Pas de surcharge de travail
Les prestataires qui devaient soutenir les parturientes redoutaient une surcharge de travail. « Au début, c’est ce qu’on craignait », avance Dr Ndèye Awa Diagne, gynécologue. Mais, cette méthode qui accorde une place centrale à la communauté est faite de telle sorte que la sage-femme peut aller effectuer d’autres tâches, au moment où la parturiente est assistée comme si elle se trouvait chez elle par un proche. « La prestataire revient juste de temps à autre pour réévaluer », précise-t-elle.

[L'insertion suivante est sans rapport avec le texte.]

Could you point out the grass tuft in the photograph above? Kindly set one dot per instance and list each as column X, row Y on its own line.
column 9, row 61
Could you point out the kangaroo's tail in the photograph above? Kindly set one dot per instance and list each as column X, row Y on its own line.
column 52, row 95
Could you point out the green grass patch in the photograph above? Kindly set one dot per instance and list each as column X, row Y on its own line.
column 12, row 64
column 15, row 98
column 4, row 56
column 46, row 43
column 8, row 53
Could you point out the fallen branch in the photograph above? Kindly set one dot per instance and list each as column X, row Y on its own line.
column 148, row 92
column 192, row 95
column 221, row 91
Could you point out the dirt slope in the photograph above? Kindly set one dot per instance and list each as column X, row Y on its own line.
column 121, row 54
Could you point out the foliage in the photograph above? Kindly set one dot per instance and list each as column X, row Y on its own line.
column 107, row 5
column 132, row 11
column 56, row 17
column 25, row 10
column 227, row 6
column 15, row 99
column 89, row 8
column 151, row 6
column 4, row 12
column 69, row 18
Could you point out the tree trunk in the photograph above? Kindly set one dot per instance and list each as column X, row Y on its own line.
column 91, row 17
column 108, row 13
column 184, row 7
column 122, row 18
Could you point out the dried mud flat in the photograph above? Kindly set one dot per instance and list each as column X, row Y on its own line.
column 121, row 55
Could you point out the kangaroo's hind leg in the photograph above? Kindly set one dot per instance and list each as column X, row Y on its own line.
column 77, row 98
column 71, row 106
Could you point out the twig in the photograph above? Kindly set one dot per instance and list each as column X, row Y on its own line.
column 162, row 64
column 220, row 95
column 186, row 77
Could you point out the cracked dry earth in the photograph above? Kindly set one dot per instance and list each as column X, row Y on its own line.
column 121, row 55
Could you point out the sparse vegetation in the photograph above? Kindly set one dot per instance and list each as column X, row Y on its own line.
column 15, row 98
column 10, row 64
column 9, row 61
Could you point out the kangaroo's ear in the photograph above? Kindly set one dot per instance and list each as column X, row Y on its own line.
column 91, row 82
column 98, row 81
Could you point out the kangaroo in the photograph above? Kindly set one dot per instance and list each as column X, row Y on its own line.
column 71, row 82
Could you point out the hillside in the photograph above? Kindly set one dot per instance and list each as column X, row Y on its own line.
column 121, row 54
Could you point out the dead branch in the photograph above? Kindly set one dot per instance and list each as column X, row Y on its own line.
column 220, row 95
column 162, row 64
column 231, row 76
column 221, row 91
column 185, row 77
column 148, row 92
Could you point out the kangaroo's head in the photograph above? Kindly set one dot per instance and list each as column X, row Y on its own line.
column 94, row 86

Une expérience venue du Japon
L’accouchement humanisé est une expérience venue du Japon. « C’est un pays qui n’enregistre presque pas de décès maternels et néonatals », indique Dr Ndèye Maguette Ndiaye, médecin-chef du district sanitaire centre de Dakar. En plus, le Japon a, selon elle, des sages-femmes qui accouchent à domicile avec le style libre, sous la supervision de gynécologues. C’est pour cette raison qu’elle déclare que cette initiative testée à Tambacounda et à Kédougou entre dans la croisade contre la mortalité maternelle et néonatale.
Dr Ndèye Maguette Ndiaye, médecin-chef du district centre : «Les prestataires formées à un changement de comportements »

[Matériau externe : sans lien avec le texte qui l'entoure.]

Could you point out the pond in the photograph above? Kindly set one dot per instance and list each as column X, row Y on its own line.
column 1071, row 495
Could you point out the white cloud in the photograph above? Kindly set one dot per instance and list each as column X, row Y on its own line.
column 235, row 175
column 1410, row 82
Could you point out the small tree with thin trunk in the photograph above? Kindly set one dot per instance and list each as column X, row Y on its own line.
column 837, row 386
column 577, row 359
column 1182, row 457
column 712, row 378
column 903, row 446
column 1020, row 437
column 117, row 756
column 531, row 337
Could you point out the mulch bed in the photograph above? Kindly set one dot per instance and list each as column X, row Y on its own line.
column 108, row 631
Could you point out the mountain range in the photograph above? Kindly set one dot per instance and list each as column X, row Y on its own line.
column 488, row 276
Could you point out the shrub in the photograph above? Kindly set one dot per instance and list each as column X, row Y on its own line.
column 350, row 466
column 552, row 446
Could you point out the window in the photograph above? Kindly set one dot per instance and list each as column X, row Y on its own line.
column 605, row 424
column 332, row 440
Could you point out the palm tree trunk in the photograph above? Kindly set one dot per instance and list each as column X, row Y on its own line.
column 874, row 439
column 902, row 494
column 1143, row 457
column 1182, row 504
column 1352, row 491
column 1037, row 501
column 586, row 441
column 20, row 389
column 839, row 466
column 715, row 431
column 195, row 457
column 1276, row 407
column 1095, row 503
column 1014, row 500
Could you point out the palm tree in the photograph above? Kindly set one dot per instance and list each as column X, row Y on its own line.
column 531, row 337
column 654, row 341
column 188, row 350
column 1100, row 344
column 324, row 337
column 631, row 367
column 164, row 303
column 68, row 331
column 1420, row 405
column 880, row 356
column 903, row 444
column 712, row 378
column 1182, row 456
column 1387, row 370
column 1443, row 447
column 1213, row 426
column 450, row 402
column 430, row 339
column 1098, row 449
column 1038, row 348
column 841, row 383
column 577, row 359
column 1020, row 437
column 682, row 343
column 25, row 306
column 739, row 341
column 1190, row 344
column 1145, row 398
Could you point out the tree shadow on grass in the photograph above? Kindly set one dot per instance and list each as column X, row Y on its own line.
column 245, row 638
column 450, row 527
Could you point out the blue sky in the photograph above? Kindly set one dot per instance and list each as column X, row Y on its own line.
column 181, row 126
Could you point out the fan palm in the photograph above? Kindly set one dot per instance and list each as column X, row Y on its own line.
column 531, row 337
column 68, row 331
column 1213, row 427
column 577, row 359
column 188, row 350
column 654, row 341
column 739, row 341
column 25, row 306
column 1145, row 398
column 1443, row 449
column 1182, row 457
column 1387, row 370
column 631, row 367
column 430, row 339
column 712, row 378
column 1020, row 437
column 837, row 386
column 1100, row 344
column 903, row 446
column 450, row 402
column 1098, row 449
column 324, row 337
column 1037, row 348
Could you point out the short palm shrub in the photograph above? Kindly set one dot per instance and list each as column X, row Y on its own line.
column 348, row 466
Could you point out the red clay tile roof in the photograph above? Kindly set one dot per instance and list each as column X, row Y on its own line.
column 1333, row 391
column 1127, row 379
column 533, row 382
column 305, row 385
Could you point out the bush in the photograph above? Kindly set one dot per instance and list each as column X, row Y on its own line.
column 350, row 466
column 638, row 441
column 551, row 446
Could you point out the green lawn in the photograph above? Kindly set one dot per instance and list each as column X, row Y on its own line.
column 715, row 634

La mise en œuvre de l’accouchement humanisé au centre de santé Gaspard Camara n’a pas été facile, reconnaît Dr Ndèye Maguette Ndiaye, médecin-chef du district sanitaire centre de Dakar. « Il a fallu aménager nos locaux pour avoir plus d’espace », avance-t-elle. La formation du personnel a été une autre paire de manche. Car, « il fallait former les prestataires pour les emmener à un changement de comportements. Ce qui n’est pas évident », estime-t-elle. D’autant qu’ajoute la gynécologue Ndèye Awa Diagne, « dans la formation de base, les prestataires ne voyaient que les tables d’accouchement. Donc, si elles acceptent la méthode, cette dernière peut être déroulée facilement ».

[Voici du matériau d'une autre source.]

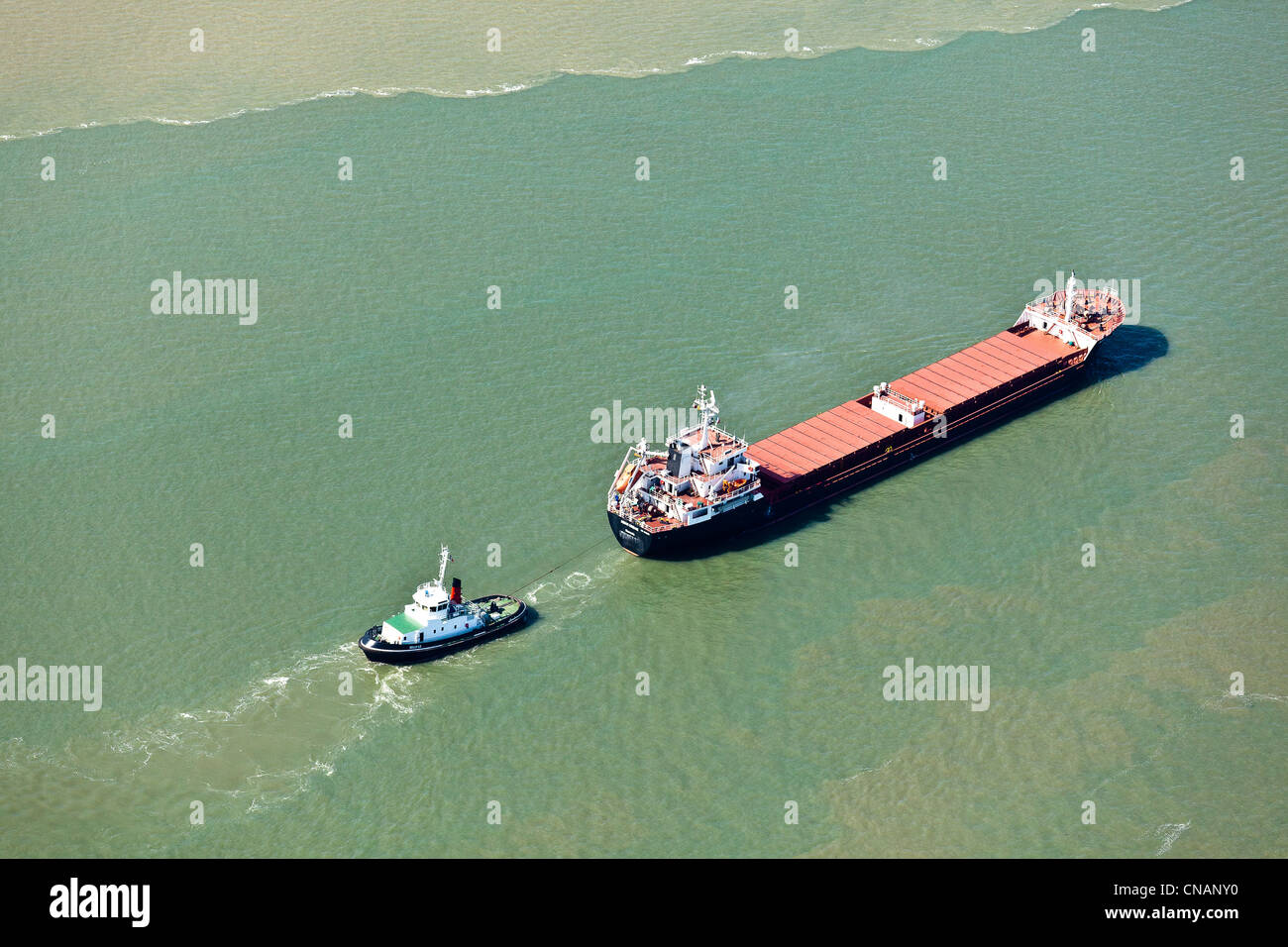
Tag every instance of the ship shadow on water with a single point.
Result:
(1132, 348)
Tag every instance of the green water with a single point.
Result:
(473, 427)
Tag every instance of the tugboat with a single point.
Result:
(437, 622)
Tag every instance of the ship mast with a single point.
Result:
(443, 558)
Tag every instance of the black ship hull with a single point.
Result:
(382, 652)
(785, 502)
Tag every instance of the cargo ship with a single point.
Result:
(708, 484)
(438, 622)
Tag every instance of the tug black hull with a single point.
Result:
(382, 652)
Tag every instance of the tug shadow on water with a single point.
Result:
(1133, 347)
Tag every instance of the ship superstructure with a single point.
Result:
(708, 484)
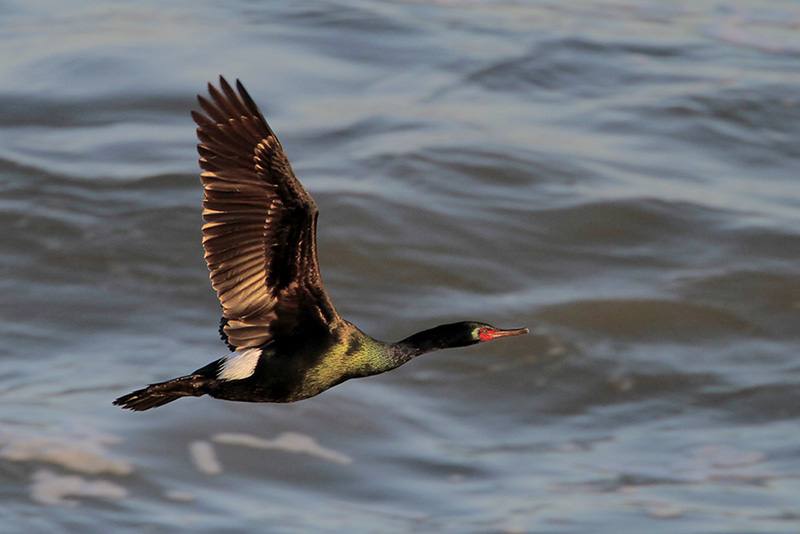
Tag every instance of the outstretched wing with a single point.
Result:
(260, 225)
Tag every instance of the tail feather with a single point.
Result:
(156, 395)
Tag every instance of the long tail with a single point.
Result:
(156, 395)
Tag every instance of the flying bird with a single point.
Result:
(287, 341)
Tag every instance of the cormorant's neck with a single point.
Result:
(439, 337)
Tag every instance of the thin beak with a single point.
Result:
(506, 333)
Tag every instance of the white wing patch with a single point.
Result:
(239, 365)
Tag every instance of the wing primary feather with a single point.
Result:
(260, 226)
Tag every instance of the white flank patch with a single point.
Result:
(239, 365)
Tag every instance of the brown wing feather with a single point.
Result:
(260, 225)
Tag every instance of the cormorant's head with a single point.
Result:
(480, 332)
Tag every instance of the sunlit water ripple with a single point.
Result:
(622, 177)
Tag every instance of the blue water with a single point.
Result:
(622, 177)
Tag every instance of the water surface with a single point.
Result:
(622, 177)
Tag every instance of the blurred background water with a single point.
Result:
(621, 176)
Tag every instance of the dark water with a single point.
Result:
(623, 177)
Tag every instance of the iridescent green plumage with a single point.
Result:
(259, 235)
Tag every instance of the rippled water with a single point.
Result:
(623, 177)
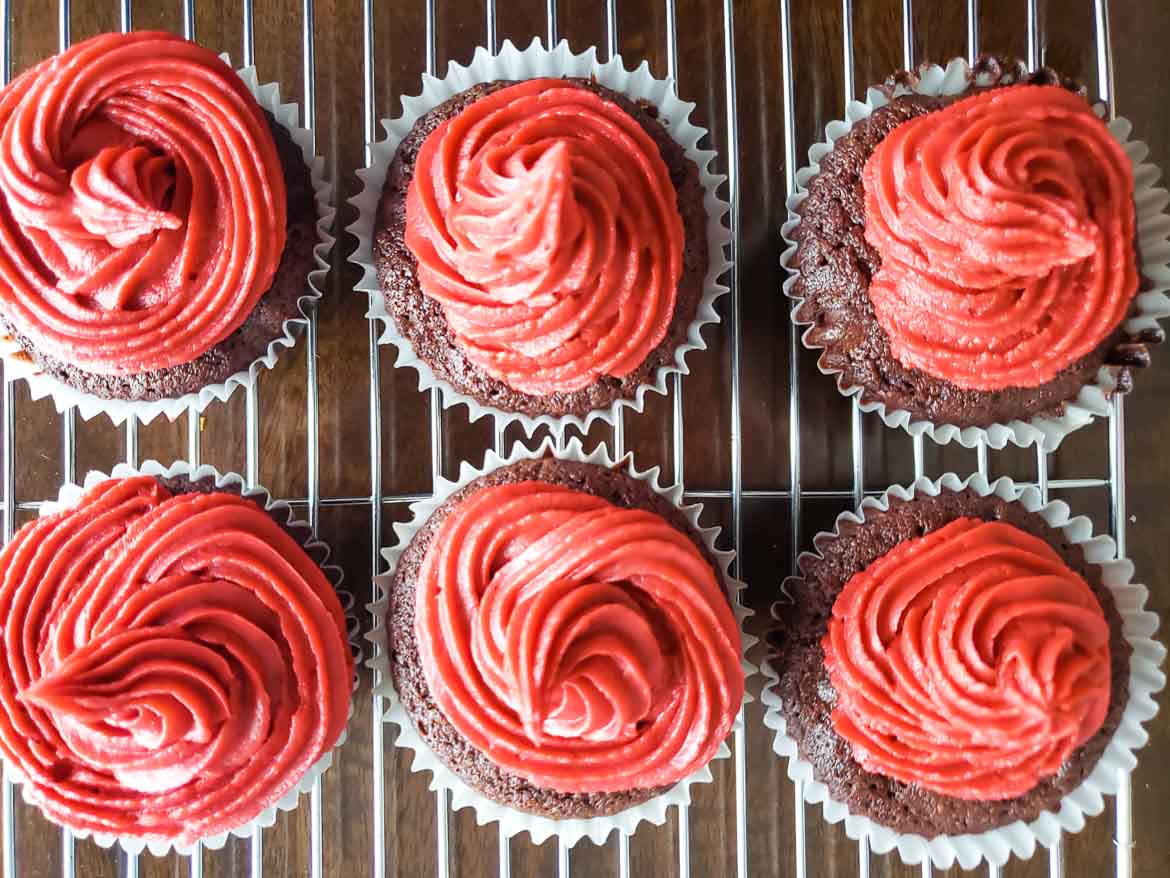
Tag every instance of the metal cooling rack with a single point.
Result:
(735, 493)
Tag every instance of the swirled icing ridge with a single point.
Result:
(545, 224)
(173, 665)
(971, 662)
(580, 645)
(144, 203)
(1005, 226)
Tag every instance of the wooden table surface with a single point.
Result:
(1141, 32)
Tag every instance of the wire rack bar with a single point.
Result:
(754, 495)
(679, 457)
(125, 21)
(312, 407)
(68, 453)
(740, 735)
(972, 31)
(377, 726)
(855, 424)
(8, 515)
(1123, 815)
(795, 484)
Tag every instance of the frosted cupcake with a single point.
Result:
(159, 224)
(176, 662)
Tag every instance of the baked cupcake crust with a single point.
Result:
(807, 697)
(835, 265)
(250, 340)
(472, 766)
(421, 320)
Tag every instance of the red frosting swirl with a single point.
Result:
(172, 665)
(970, 662)
(144, 203)
(1005, 226)
(580, 645)
(545, 224)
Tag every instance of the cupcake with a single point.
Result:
(955, 664)
(968, 254)
(158, 224)
(176, 660)
(562, 644)
(543, 242)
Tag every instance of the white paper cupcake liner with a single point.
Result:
(18, 364)
(1018, 838)
(511, 821)
(68, 496)
(1151, 304)
(536, 61)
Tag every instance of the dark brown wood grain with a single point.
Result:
(1141, 34)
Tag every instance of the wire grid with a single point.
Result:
(377, 499)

De l’avis du médecin-chef adjoint, Dr Rokhaya Sy, beaucoup de sessions de formation ont été assurées. Elles ont concerné aussi bien les prestataires qualifiées que celles non qualifiées, de même que les « Badianou Gokh » ou marraines de quartiers. Ces dernières sont des femmes leaders connues et respectées dans leurs localités respectives. A ce titre, elles doivent aider les femmes à respecter les consultations prénatales, à accoucher dans les structures sanitaires, à vacciner leurs enfants, à promouvoir la contraception par le biais de l’espacement des naissances, entres autres actes bénéfiques pour la famille dans son ensemble, voire pour toute la communauté. C’est pour cette raison qu’elles sont choisies dans le cadre de l’accouchement humanisé pour aider dans la sensibilisation des populations pour que la méthode d’accouchement à style libre soit acceptée par tous et partout.